2. 4857 sayılı Kanun’un 91 inci maddesinin ikinci fıkrası şu şekildedir:
“…
(Ek fıkra: 13/2/2011-6111/77 md.; Değişik fıkra: 12/10/2017-7036/13 md.) İşçilerin kanundan, … ve toplu … sözleşmesinden doğan … alacaklarına ilişkin başvuruları üzerine, … sözleşmesinin devam etmesi kaydıyla birinci fıkra hükmü uyarınca işlem yapılabilir.
3. 4857 sayılı Kanun’un 92 nci maddesi ise söyledir:
“91 inci madde hükmünün uygulanması için … hayatının izlenmesi, denetlenmesi ve teftişiyle ödevli olan … müfettişleri, işyerlerini ve eklentilerini, işin yürütülmesi tarzını ve ilgili belgeleri, araç ve gereçleri, cihaz ve makineleri, ham ve işlenmiş maddelerle, … için gerekli olan malzemeyi 93 üncü maddede yazılı esaslara uyarak gerektiği zamanlarda ve işçilerin yaşamına, sağlığına, güvenliğine, eğitimine, dinlenmesine veya oturup yatmasına ilişkin tesis ve tertipleri her zaman görmek, araştırmak ve incelemek ve bu Kanunla suç sayılan eylemlere rastladığı zaman bu hususta Cumhurbaşkanınca çıkarılan yönetmelikte açıklanan şekillerde bu halleri önlemek yetkisine sahiptirler.
(Değişik ikinci fıkra: 13/2/2011-6111/78 md.) Teftiş, denetleme ve incelemeler sırasında işverenler, işçiler ve bu işle ilgili görülen başka kişiler izleme, denetleme ve teftişle görevli … müfettişleri (…)tarafından çağrıldıkları zaman gelmek, ifade ve bilgi vermek, gerekli olan belge ve delilleri getirip göstermek ve vermek; … müfettişlerinin birinci fıkrada yazılı görevlerini yapmaları için kendilerine her çeşit kolaylığı göstermek, bu yoldaki isteklerini geciktirmeksizin yerine getirmekle yükümlüdürler.
(Değişik üçüncü fıkra: 13/2/2011-6111/78 md.) Çalışma hayatını izleme, denetleme ve teftişe yetkili … müfettişleri (…) tarafından tutulan tutanaklar aksi kanıtlanıncaya kadar geçerlidir. … müfettişleri tarafından düzenlenen raporların ve tutulan tutanakların işçi alacaklarına ilişkin kısımlarına karşı taraflarca otuz gün içerisinde yetkili … mahkemesine itiraz edilebilir. … mahkemesinin kararına karşı taraflarca 5521 sayılı Kanunun 8 inci maddesine göre kanun yoluna başvurulabilir. Kanun yoluna başvurulması … mahkemesince hüküm altına alınan işçi alacağının tahsiline engel teşkil etmez.”

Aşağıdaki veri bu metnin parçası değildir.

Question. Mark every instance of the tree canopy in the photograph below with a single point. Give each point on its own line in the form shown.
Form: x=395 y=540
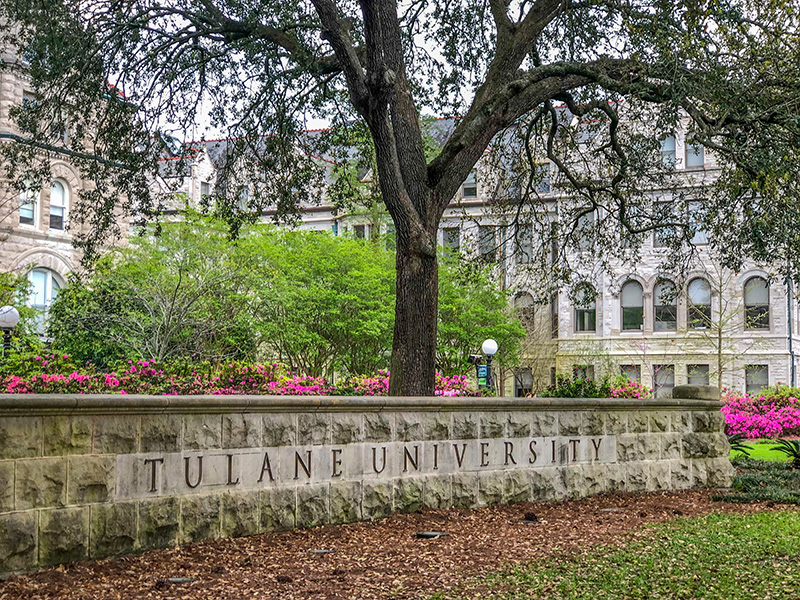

4. 31.10.2012 tarihli ve 28543 sayılı Resmî Gazete’de yayımlanan … … Teftiş Kurulu Yönetmeliği’nin 43, 44, 45, 46 ve 47 nci maddeleri.

5. 19.04.2022 tarihli ve 31814 sayılı Resmî Gazete’de yayımlanarak yürürlüğe giren … Teftişi Hakkında Yönetmelik hükümleri.

3. Değerlendirme
1. Dairece hükmün bozulmasından sonra devam olunan yargılamada İlk Derece Mahkemesince, 01.02.2023 tarihli tensip zaptı ile davacıya bozma ilâmında belirtilen hususta şikâyetçi işçiyi davaya dâhil etmesi için süre verilerek, eksik yargılama giderini tamamlaması hususunda kesin mehil içeren ihtarata yer verilmiş ve bilahare tensip zaptının davacı vekiline tebliğine rağmen verilen kesin sürede gereğinin yerine getirilmediği gerekçesiyle davanın usulden reddine karar verilmiştir.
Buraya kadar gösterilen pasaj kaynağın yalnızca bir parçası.